In 2019, movement toward greater interoperability among EVs and charging stations picked up speed. Since its founding by a Germany-based consortium of automakers and technology and energy companies in 2012, the firm Hubject has been building a global, e-roaming network that by mid-2019 had 300 partner businesses in 26 countries, according to the company’s website. Hubject has announced that it is working with charger manufacturer Electrify America to install thousands of new US chargers equipped to communicate with an EV, charge it, and collect payment automatically just from being plugged into the car [15]. In May 2019, Hubject also announced that it had signed cooperation agreements with four Chinese charger network operators to add 35 000 chargers to its already 100 000-charger plus network [16]. In June and August 2019 Electrify America and fellow charger manufacturers ChargePoint and EVgo, respectively, publicized agreements to provide mutual access to customers [17,18]. Even Tesla has recently begun to participate in charger interoperability, confirming late in 2018 that new Model 3 cars destined for Europe would accept the CCS charging plug [19].
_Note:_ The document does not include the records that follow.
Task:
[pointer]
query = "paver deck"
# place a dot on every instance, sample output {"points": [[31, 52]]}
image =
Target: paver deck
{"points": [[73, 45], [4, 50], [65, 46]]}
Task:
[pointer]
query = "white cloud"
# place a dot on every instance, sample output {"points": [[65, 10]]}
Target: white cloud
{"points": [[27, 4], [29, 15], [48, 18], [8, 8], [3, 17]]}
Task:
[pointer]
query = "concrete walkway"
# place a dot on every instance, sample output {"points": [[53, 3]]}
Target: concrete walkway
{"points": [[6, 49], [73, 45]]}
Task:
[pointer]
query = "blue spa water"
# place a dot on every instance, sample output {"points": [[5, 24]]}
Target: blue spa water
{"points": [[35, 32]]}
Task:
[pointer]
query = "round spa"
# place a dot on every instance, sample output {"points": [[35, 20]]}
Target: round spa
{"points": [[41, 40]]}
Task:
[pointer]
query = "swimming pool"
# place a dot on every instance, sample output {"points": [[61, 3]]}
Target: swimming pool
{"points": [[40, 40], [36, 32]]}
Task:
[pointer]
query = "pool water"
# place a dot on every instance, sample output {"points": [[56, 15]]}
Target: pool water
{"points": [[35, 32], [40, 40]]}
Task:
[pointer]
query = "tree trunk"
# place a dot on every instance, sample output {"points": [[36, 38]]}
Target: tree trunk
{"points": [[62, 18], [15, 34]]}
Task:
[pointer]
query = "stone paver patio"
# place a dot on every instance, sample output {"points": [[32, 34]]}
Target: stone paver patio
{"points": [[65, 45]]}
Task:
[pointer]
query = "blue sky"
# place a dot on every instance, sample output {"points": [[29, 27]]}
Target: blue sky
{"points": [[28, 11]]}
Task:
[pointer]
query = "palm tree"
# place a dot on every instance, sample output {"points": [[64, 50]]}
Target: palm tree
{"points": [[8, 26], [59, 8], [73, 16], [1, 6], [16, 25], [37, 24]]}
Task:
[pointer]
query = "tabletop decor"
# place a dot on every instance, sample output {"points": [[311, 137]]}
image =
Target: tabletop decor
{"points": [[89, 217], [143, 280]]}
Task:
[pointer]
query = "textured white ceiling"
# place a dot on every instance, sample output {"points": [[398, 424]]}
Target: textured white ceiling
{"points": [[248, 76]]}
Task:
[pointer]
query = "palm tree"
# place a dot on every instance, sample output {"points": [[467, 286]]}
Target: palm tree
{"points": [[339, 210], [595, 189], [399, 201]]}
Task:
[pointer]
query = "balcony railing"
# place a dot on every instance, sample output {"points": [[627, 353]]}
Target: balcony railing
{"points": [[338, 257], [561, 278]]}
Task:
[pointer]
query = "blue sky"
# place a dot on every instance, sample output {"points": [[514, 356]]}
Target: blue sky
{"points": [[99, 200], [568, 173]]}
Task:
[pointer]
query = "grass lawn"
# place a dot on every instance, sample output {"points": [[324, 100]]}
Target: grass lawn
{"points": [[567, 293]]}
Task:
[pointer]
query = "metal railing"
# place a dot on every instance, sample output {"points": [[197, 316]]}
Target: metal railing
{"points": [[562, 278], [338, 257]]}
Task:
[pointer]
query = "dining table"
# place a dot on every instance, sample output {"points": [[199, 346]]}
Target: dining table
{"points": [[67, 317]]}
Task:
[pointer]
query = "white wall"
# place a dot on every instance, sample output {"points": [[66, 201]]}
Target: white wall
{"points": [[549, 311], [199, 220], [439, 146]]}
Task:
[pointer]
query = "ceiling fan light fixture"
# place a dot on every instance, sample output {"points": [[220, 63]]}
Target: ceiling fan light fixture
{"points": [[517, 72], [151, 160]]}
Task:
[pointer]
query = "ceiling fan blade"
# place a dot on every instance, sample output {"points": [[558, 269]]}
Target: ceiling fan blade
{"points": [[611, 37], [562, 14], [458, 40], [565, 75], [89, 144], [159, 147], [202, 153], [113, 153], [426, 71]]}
In the past decade, electric car numbers worldwide have swelled more than 300-fold, from less than 15 000 in 2009 to well over 5 million in 2018, and "light-duty EVs,” which include cars and small delivery trucks, are expected to further soar to 50–100 million vehicles by 2025 [20]. The global number of publicly available chargers has increased even faster, from just over 400 in 2009 to about 540 000 in 2018.

In the 2 million-population Kansas City metro area, with less than 500 EVs in 2015, the region’s power company launched its clean charge network primarily to add ratepayers who would consume electricity during off-peak hours when EV owners typically charge their cars, said Jeffrey Beeson, Evergy’s manager of product marketing.

Diminishing power usage from rising energy efficiency and other factors had been sapping the utility’s revenue as the company still bore the growing costs of meeting peak energy demands [21]. "What we love about EVs,” said Beeson, is that "they help disrupt that cycle by using more electricity when the grid is underused.” Interoperability shortcomings have caused little concern locally, he said, because the utility intentionally installed only chargers made by ChargePoint or running their software.

The utility’s "build it and they will come” strategy appears to be working. The number of EVs in the metropolitan region exceeded 5700 as of June 2019 according to the Electric Power Research Institute, Beeson said, an increase of more than 1000% since the charger network was launched.